ProKSMT commented 2 weeks ago

torch.OutOfMemoryError: CUDA out of memory. Tried to allocate 56.50 GiB.

V100 32G

5B model, enable_model_cpu_offload() option and pipe.vae.enable_tiling() optimization were enabled

using diffusers (cli_demo.py)

zRzRzRzRzRzRzR commented 2 weeks ago

update diffusers to 0.30.1

ProKSMT commented 2 weeks ago

I am using diffusers 0.30.1

zRzRzRzRzRzRzR commented 2 weeks ago

can you try the code in cogvideox-devbreanch with it requirement and try again with cli_demo.py also, use breakpoint() to locate the OOM code line,thks

ProKSMT commented 2 weeks ago

I don‘t know how to use that to locate the OOM code line. Maybe this log will be helpful.

And I will test the cogvideox-dev branch as soon as possible.

GuanleiGao commented 2 weeks ago

I had the same problem with V100, and it was solved by switching to A10. It seems to be a graphics card problem

ProKSMT commented 2 weeks ago

I think so too. I found that V100 does not support bf16. I switched the dtype to fp16 and it worked (main branch). So I think it might not be necessary to test on the dev branch. However, I don't know exactly how the V100 leads to OOM just because it doesn't support bf16. Maybe the auto type conversion make the VRAM consumption multiply I guess.
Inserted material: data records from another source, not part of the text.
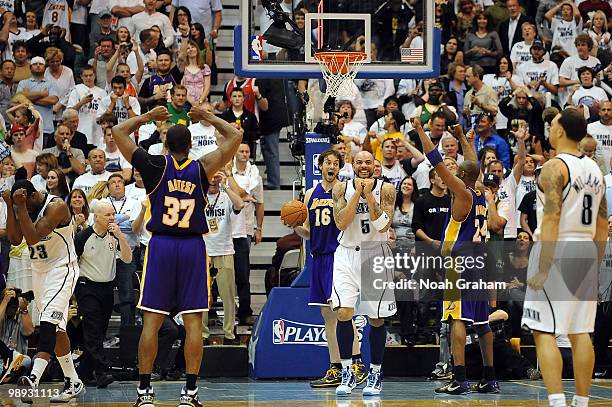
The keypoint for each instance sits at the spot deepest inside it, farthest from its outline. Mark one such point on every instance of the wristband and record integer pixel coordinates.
(434, 157)
(381, 222)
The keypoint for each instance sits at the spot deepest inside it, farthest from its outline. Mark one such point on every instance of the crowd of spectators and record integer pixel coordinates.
(71, 71)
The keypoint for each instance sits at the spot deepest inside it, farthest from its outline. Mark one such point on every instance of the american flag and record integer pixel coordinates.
(412, 55)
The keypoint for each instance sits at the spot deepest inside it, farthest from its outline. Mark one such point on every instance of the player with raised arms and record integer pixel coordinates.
(322, 232)
(561, 296)
(45, 222)
(175, 275)
(363, 211)
(465, 231)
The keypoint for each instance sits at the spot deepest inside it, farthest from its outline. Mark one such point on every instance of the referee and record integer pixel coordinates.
(96, 248)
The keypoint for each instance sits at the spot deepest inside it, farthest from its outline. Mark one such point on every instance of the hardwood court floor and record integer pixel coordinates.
(396, 393)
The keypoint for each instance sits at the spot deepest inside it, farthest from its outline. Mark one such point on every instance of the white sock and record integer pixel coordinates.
(580, 401)
(68, 367)
(346, 363)
(556, 400)
(38, 369)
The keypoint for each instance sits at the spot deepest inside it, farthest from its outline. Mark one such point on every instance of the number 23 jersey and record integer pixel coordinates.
(361, 229)
(56, 249)
(178, 202)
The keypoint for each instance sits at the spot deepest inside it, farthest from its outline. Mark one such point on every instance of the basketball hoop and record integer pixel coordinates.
(339, 69)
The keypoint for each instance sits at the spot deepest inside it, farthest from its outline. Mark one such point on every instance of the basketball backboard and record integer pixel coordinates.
(272, 40)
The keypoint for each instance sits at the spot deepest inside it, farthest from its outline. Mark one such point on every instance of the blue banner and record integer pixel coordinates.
(315, 145)
(289, 340)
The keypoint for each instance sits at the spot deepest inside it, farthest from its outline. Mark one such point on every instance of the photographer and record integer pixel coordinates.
(97, 248)
(15, 328)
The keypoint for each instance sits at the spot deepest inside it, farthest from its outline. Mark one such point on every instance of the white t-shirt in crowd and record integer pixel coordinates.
(88, 112)
(395, 174)
(39, 183)
(203, 140)
(569, 70)
(143, 20)
(587, 97)
(132, 191)
(87, 181)
(64, 84)
(603, 134)
(524, 186)
(119, 111)
(531, 71)
(115, 161)
(20, 35)
(219, 240)
(501, 85)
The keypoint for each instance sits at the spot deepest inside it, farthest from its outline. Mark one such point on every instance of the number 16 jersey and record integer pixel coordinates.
(178, 202)
(361, 229)
(323, 230)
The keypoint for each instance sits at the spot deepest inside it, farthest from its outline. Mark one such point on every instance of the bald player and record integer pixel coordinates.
(363, 211)
(465, 231)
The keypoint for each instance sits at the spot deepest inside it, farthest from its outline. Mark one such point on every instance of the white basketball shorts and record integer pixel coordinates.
(567, 304)
(359, 285)
(52, 292)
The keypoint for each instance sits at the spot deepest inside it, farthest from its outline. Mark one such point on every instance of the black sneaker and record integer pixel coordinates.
(332, 378)
(11, 365)
(234, 342)
(189, 398)
(454, 387)
(484, 386)
(29, 382)
(145, 398)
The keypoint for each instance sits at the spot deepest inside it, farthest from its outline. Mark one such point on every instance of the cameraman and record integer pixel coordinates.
(15, 328)
(97, 248)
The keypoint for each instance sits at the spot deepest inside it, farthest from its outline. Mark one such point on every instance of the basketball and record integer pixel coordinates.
(293, 213)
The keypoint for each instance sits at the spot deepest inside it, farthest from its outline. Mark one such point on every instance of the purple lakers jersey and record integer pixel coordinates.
(323, 230)
(178, 203)
(472, 229)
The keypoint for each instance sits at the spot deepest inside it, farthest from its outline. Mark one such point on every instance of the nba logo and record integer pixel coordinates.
(256, 48)
(278, 331)
(315, 164)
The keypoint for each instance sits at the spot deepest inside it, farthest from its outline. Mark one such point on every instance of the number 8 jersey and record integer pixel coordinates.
(323, 230)
(361, 229)
(179, 200)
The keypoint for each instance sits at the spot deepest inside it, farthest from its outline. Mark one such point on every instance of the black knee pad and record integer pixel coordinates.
(482, 329)
(46, 338)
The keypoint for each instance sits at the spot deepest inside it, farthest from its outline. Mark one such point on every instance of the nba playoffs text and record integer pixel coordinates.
(430, 272)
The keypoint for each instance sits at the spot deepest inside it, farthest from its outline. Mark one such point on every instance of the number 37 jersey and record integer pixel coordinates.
(179, 200)
(323, 230)
(581, 199)
(361, 229)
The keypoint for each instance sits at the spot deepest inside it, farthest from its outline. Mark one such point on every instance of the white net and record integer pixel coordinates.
(339, 69)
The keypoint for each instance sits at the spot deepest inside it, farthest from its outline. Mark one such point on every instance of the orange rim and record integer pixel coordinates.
(338, 62)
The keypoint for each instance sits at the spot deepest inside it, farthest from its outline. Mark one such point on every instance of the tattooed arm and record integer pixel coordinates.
(387, 204)
(344, 212)
(552, 179)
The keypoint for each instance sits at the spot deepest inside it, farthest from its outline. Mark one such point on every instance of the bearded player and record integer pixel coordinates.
(322, 232)
(465, 231)
(363, 211)
(561, 298)
(44, 221)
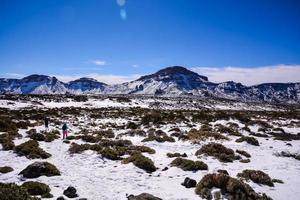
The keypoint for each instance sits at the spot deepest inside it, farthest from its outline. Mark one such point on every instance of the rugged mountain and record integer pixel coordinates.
(33, 84)
(86, 85)
(171, 81)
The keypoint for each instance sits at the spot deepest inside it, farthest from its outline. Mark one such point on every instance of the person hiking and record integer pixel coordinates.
(65, 131)
(46, 120)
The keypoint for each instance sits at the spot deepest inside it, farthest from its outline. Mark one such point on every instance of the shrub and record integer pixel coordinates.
(189, 165)
(172, 155)
(6, 169)
(105, 133)
(245, 160)
(197, 135)
(284, 136)
(31, 150)
(135, 132)
(38, 169)
(36, 188)
(90, 138)
(249, 140)
(156, 138)
(218, 151)
(259, 135)
(78, 148)
(51, 136)
(288, 154)
(132, 125)
(141, 162)
(111, 154)
(154, 117)
(112, 143)
(7, 142)
(37, 137)
(257, 177)
(141, 149)
(232, 188)
(9, 191)
(228, 130)
(244, 153)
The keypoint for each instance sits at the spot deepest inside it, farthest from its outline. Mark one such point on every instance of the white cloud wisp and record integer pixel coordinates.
(252, 76)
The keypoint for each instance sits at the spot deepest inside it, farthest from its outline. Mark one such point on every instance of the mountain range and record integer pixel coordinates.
(170, 81)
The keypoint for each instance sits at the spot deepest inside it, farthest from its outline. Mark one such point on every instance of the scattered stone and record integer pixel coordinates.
(165, 169)
(38, 169)
(172, 155)
(245, 160)
(6, 169)
(143, 196)
(71, 192)
(141, 162)
(189, 183)
(11, 191)
(222, 153)
(244, 153)
(189, 165)
(31, 150)
(249, 140)
(232, 188)
(36, 188)
(223, 171)
(257, 177)
(277, 181)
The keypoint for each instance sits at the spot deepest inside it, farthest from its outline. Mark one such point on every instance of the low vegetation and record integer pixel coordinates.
(189, 165)
(31, 150)
(9, 191)
(222, 153)
(256, 176)
(249, 140)
(231, 188)
(141, 162)
(6, 169)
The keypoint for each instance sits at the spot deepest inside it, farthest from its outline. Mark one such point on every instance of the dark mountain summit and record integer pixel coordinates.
(172, 72)
(86, 84)
(170, 81)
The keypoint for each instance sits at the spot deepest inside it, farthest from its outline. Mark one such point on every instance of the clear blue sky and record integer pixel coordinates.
(68, 36)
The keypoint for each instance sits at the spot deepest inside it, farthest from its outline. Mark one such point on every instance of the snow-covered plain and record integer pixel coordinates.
(98, 178)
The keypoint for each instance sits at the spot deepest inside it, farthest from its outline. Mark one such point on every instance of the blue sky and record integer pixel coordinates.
(123, 39)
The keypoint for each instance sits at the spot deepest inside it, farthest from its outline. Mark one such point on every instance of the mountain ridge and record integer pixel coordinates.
(170, 81)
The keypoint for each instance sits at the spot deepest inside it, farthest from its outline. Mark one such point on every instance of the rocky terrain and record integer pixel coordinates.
(147, 147)
(172, 81)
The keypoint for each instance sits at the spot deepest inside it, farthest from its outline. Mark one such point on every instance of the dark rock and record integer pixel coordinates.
(36, 188)
(189, 183)
(165, 169)
(189, 165)
(71, 192)
(223, 171)
(143, 196)
(11, 191)
(38, 169)
(257, 177)
(6, 169)
(232, 188)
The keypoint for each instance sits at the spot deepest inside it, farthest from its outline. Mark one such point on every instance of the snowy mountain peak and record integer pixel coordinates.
(86, 85)
(170, 81)
(174, 72)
Exploder98 commented 2 weeks ago

I'm seeing this on my AMD RX 6900 XT. Changing the dtype does not have any effect, though. Could this have something to do with Flash Attention or Memory efficient attention support? I know that on my GPU neither of those work.

zRzRzRzRzRzRzR commented 2 weeks ago

I think we need to try this issue. The 3060 desktop version has only 12G, but it can run the 5B model normally. However, there is feedback from developers that the V100 32G has problems running the 5B model, while the 2B model runs normally. I will check if it is a precision issue.
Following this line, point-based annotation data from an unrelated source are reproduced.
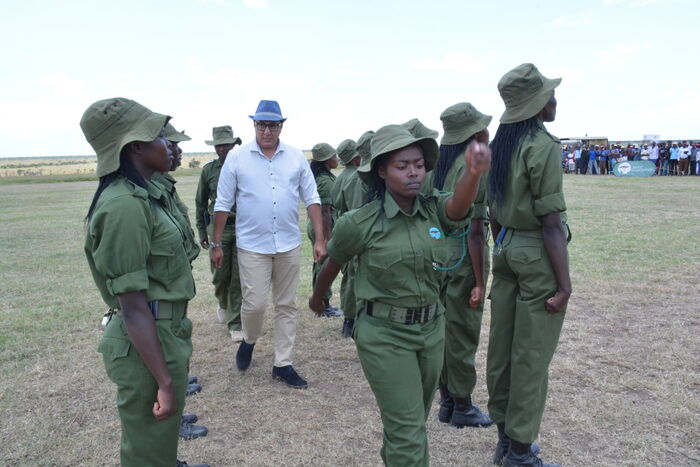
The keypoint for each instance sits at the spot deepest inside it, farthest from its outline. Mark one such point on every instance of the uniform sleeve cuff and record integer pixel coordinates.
(130, 282)
(550, 203)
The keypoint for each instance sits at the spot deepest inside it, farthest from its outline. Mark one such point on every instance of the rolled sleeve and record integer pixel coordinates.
(345, 243)
(546, 181)
(307, 185)
(226, 188)
(121, 238)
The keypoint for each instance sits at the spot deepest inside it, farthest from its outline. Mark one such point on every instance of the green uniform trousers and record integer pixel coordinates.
(523, 336)
(227, 281)
(348, 302)
(462, 328)
(402, 364)
(145, 440)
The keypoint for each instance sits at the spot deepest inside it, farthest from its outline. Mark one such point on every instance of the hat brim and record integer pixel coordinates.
(463, 134)
(146, 130)
(267, 117)
(217, 142)
(531, 106)
(429, 146)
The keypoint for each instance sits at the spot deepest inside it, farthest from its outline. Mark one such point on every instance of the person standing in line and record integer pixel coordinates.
(683, 158)
(325, 159)
(531, 284)
(673, 159)
(654, 155)
(347, 152)
(399, 241)
(135, 249)
(353, 195)
(464, 285)
(265, 179)
(226, 279)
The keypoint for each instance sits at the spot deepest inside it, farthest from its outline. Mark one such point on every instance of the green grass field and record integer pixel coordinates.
(624, 384)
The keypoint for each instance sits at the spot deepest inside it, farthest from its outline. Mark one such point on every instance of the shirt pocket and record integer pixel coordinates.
(384, 266)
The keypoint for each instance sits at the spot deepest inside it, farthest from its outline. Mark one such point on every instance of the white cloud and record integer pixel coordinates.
(621, 53)
(581, 19)
(452, 61)
(256, 3)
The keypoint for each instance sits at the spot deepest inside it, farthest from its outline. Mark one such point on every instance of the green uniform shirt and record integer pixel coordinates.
(337, 193)
(179, 210)
(455, 172)
(134, 244)
(396, 250)
(535, 183)
(205, 199)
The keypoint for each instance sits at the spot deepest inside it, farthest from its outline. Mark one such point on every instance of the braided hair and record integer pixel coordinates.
(448, 154)
(126, 169)
(504, 144)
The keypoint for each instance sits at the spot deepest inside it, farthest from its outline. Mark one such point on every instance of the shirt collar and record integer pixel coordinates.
(392, 209)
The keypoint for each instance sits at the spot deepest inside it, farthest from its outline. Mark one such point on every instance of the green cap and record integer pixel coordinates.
(171, 134)
(363, 146)
(392, 137)
(525, 92)
(347, 151)
(462, 121)
(222, 135)
(417, 129)
(111, 124)
(322, 152)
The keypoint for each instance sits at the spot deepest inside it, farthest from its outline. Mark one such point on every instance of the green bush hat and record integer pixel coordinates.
(322, 152)
(417, 129)
(111, 124)
(525, 92)
(347, 151)
(222, 135)
(462, 121)
(171, 134)
(392, 137)
(363, 146)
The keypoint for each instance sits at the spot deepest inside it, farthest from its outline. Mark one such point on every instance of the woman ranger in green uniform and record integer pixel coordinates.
(531, 284)
(325, 159)
(135, 250)
(462, 293)
(399, 242)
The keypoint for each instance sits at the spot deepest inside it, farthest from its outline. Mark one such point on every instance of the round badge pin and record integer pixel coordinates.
(435, 233)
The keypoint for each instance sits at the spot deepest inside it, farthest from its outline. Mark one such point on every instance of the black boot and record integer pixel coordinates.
(447, 405)
(521, 455)
(468, 414)
(504, 444)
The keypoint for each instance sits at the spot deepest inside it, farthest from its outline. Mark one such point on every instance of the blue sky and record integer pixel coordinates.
(629, 67)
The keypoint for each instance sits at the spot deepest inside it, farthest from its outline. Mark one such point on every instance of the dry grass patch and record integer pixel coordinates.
(624, 387)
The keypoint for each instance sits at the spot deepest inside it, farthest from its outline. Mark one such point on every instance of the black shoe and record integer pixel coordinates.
(502, 449)
(348, 324)
(190, 431)
(185, 464)
(188, 418)
(524, 460)
(447, 405)
(244, 355)
(289, 376)
(467, 414)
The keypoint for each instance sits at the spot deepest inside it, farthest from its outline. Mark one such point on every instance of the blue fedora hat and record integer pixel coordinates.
(268, 111)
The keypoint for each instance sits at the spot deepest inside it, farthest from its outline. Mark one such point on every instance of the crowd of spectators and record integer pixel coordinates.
(670, 158)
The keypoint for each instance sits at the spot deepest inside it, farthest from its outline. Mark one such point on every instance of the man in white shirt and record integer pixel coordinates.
(266, 179)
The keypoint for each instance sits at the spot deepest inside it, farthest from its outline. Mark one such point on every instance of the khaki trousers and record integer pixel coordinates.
(260, 272)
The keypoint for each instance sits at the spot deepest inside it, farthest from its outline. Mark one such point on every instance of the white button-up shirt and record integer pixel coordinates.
(266, 193)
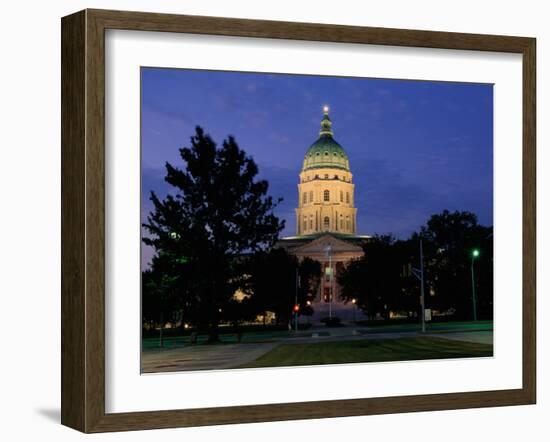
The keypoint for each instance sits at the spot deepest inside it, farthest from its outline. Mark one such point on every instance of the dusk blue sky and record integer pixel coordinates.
(415, 147)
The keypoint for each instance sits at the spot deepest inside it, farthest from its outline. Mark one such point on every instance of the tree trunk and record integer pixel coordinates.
(213, 334)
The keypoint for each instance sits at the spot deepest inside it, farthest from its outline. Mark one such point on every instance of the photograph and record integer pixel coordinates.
(300, 220)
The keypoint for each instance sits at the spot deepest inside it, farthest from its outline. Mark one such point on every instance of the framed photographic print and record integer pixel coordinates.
(268, 221)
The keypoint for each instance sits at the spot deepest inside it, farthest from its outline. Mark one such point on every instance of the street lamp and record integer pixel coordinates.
(475, 254)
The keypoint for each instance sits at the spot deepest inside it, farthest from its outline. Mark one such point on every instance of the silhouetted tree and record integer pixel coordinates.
(373, 280)
(219, 211)
(449, 239)
(381, 281)
(274, 287)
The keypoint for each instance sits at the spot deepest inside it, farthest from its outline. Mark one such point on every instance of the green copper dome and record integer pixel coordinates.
(326, 152)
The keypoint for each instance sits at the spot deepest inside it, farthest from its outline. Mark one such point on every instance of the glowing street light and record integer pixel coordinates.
(475, 254)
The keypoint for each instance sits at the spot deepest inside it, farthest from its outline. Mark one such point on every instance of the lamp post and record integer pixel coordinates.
(475, 254)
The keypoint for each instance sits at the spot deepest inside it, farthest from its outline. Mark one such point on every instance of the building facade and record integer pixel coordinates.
(326, 220)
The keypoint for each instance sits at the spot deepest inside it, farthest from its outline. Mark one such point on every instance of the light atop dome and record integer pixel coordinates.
(326, 152)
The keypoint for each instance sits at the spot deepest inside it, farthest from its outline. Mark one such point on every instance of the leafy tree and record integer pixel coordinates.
(219, 211)
(380, 282)
(273, 285)
(450, 238)
(374, 280)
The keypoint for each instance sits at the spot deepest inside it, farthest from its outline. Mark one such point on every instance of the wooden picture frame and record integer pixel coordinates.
(83, 220)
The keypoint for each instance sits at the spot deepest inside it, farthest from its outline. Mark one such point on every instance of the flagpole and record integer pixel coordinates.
(330, 281)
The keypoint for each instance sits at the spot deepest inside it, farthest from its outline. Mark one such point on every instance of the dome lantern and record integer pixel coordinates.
(326, 152)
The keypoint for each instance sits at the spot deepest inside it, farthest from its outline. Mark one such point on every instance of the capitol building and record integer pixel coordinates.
(326, 218)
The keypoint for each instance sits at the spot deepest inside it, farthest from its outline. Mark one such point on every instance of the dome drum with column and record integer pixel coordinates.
(326, 191)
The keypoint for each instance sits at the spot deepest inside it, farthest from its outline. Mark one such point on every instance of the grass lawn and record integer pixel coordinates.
(376, 350)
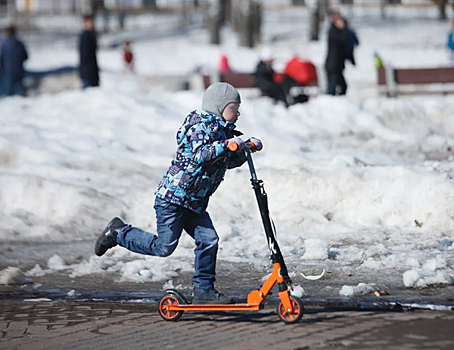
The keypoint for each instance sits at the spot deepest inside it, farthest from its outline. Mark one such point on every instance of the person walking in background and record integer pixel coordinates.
(224, 66)
(335, 60)
(352, 42)
(12, 57)
(450, 44)
(128, 56)
(88, 69)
ProKSMT commented 2 weeks ago

OK, I just tested it on the dev branch, and the same issue occurred. It also shows as 56.50G

zRzRzRzRzRzRzR commented 2 weeks ago

Check if several key positions are open

Do not attempt to enable online quantization, this may cause errors on the GPU in this architecture.

Try to check several key nodes

pipe = CogVideoXPipeline.from_pretrained("THUDM/CogVideoX-5b", torch_dtype=torch.float16)
pipe = CogVideoXPipeline.from_pretrained(
"THUDM/CogVideoX-5b"
text_encoder=text_encoder,
transformer=transformer
woe=woe,
torch_dtype=torch.float16
)

You must use FP16 on T4 unless you are using a GPU with Ampere or higher architecture that supports BF16 Additionally, do not use .to(device), as this allows for better compression on the CPU and memory, rather than transferring the entire complete model to the GPU.

Finally, check whether these four memory-saving schemes are enabled

pipe.enable_model_cpu_offload()
pipe.enable_sequential_cpu_offload()
pipe.vae.enable_slicing()
pipe.vae.enable_tiling()

I am already running normally on T4 on colab

Please check if this can help you

ProKSMT commented 2 weeks ago

So it seems that the V100 can not run in BF16 mode. But It looks like that FP16 mode is not as good as BF16.

Will you release a special FP16 version of the 5B model ?

zRzRzRzRzRzRzR commented 2 weeks ago

So it seems that the V100 can not run in BF16 mode. But It looks like that FP16 mode is not as good as BF16.

Will you release a special FP16 version of the 5B model ?

We tried, but the results weren’t ideal. The 5B model is currently recommended to run at BF16 precision, which is also the precision we used for training. Converting to FP16 leads to suboptimal performance. However, the 2B model has lower compatibility requirements and can run effectively in FP16.